Hibiki is a simultaneous speech translation model released by Kyutai on February 5, 2025. It uses the same multi-stream architecture as Moshi and the Mimi codec to process source speech in one stream and generate translated target speech in another. Unlike offline translation systems that wait for a complete utterance before translating, Hibiki translates in chunks as the speaker continues, accumulating enough context to produce a correct translation without waiting for sentence boundaries.
At release, Hibiki supported French-to-English translation only. The model is available in two sizes: Hibiki 2B, a 2-billion-parameter variant intended for server deployment, and Hibiki 1B (also called Hibiki-M), a 1-billion-parameter variant designed for on-device inference on smartphones. The model preserves the speaker's voice characteristics in the translated output through classifier-free guidance for voice similarity, a feature that distinguishes it from text-based translation systems.
Kyutai described Hibiki as the first model to provide an experience of interpretation close to human professional interpreters in quality and pace. The weights and code carry the same licensing terms as Moshi: MIT and Apache 2.0 for code, CC-BY 4.0 for model weights.
MoshiVis was released in March 2025 as a vision-augmented extension of Moshi.

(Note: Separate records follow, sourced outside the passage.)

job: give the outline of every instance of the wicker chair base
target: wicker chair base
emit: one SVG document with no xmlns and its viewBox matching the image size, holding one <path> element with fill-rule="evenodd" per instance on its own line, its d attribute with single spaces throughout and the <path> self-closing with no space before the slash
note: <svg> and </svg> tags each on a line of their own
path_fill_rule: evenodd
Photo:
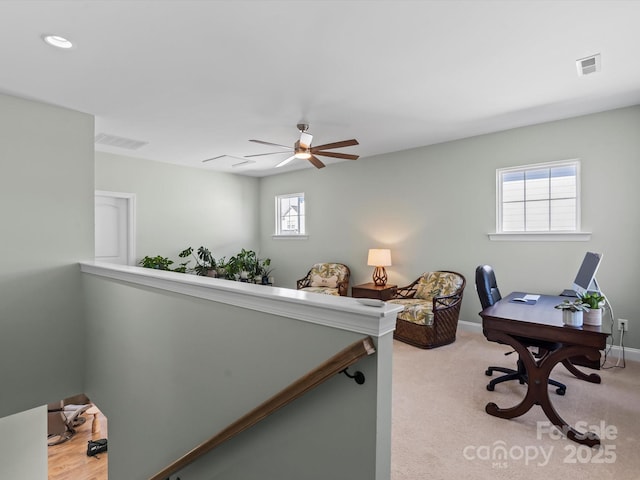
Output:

It adds a frozen 400-million-parameter PaliGemma2 vision encoder and approximately 206 million cross-attention adapter parameters, allowing Moshi to take an image as an additional input and discuss it in natural spoken conversation. The added latency is approximately 7 milliseconds per inference step on a MacMini with an M4 Pro chip, keeping the total inference step time at around 55 milliseconds and well within real-time constraints.
MoshiVis is the first open-source model that supports real-time speech-to-speech conversation about visual inputs. Applications include described narration of images for visually impaired users, conversational product inspection, and live scene description.

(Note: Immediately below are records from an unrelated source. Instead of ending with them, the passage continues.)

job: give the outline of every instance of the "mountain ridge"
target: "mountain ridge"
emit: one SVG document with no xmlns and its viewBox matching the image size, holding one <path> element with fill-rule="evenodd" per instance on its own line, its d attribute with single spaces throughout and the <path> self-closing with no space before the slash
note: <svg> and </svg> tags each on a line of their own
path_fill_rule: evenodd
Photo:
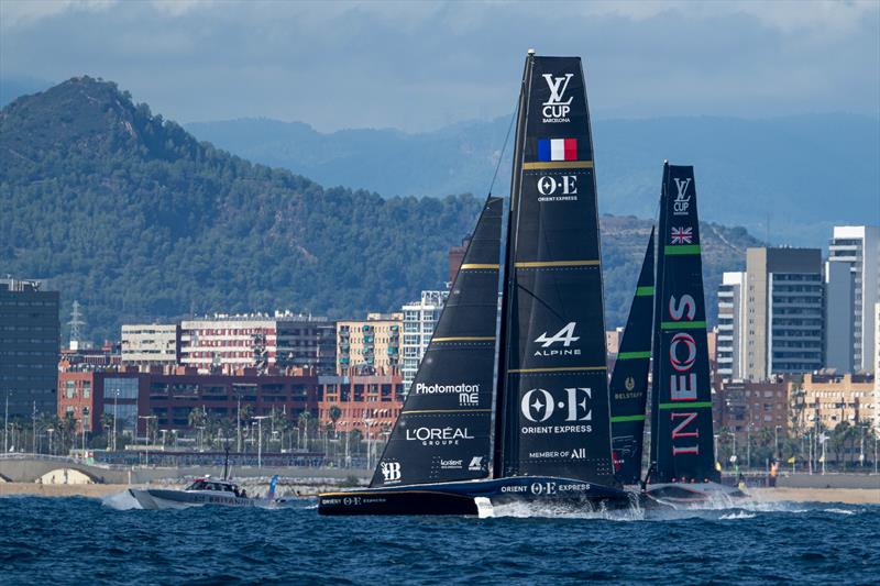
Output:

Unmute, released as open source on July 3, 2025, is a voice layer for text language models. It wraps Kyutai's speech-to-text and text-to-speech components around any text-based LLM, converting it to a voice interface without requiring audio-native retraining. The speech-to-text component uses semantic voice activity detection that avoids cutting off mid-sentence, and the text-to-speech component begins speaking before the full response has been generated to minimize perceived latency.
Unmute allows developers to combine the reasoning and tool-use capabilities of large text models with the audio quality and low latency of Kyutai's speech technology. Kyutai positioned it as the practical complement to Moshi: Moshi for audio-native naturalness, Unmute for complex task completion.